Im Düsseldorfer Rheinhafen ist ein siebengeschossiger moderner Holzhybridbau errichtet worden. Das Bürogebäude trägt den Namen »The Cradle« und basiert auf ebendiesem Prinzip: Cradle to Cradle – von der Wiege zur Wiege. Hierbei dient die Natur mit ihren geschlossenen Rohstoff-, Produktions- und Wiederverwertungskreisläufen als Vorbild, bei dem keine Abfälle mehr entstehen. Mit innovativen Bauverfahren und einer durchdachten Materialauswahl setzt das Projekt neue Maßstäbe für nachhaltiges Bauen. Die Kombination aus fortschrittlicher Technik und ökologischer Verantwortung macht The Cradle zu einem wegweisenden Beispiel für zukünftige Architekturprojekte.
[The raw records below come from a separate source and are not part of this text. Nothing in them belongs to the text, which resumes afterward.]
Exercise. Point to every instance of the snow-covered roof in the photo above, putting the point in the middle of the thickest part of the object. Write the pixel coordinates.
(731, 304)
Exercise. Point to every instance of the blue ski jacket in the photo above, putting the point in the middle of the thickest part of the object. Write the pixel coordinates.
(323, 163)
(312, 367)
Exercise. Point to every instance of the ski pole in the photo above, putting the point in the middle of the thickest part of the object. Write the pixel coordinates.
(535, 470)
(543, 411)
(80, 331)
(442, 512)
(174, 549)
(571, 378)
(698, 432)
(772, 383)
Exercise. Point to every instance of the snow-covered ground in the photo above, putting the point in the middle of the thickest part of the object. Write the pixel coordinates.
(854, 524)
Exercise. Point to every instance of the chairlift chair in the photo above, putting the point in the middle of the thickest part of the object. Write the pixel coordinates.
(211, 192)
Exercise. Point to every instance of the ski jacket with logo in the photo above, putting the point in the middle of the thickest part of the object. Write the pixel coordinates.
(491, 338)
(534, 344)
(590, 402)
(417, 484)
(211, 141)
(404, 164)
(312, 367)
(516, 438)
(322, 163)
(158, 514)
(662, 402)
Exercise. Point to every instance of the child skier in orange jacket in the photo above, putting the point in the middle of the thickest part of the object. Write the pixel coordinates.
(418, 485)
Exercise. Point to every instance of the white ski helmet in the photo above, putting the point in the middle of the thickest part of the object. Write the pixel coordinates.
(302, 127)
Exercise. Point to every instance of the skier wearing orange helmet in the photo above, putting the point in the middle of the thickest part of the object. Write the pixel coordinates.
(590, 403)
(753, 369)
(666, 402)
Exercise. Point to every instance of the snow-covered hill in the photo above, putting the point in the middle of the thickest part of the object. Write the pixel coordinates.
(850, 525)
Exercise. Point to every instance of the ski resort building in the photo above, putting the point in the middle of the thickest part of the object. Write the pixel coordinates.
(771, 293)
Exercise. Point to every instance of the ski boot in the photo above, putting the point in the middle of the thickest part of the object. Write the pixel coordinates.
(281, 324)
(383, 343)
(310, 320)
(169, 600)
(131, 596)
Bei The Cradle ist die Bauherrschaft mit einem Team aus Architektur, Holzbau, Tragwerksplanung und Gebäudetechnik angetreten, um neue Planungswege zu beschreiten. Für das mittels BIM (Building Information Modelling) konzipierte multifunktionale Bürogebäude mit Restaurationsbetrieb wurde das Ziel proklamiert, definierte Bauteile nach Nutzungsende zurückbauen und wiederverwenden zu können. Dazu trägt eine eigens entwickelte leimfreie Steckverbindung bei, die in Kombination mit einer maximalen Vorfertigung und Vormontage der (Holzbau-)Elemente einen zukünftigen unkomplizierten Rückbau ermöglicht.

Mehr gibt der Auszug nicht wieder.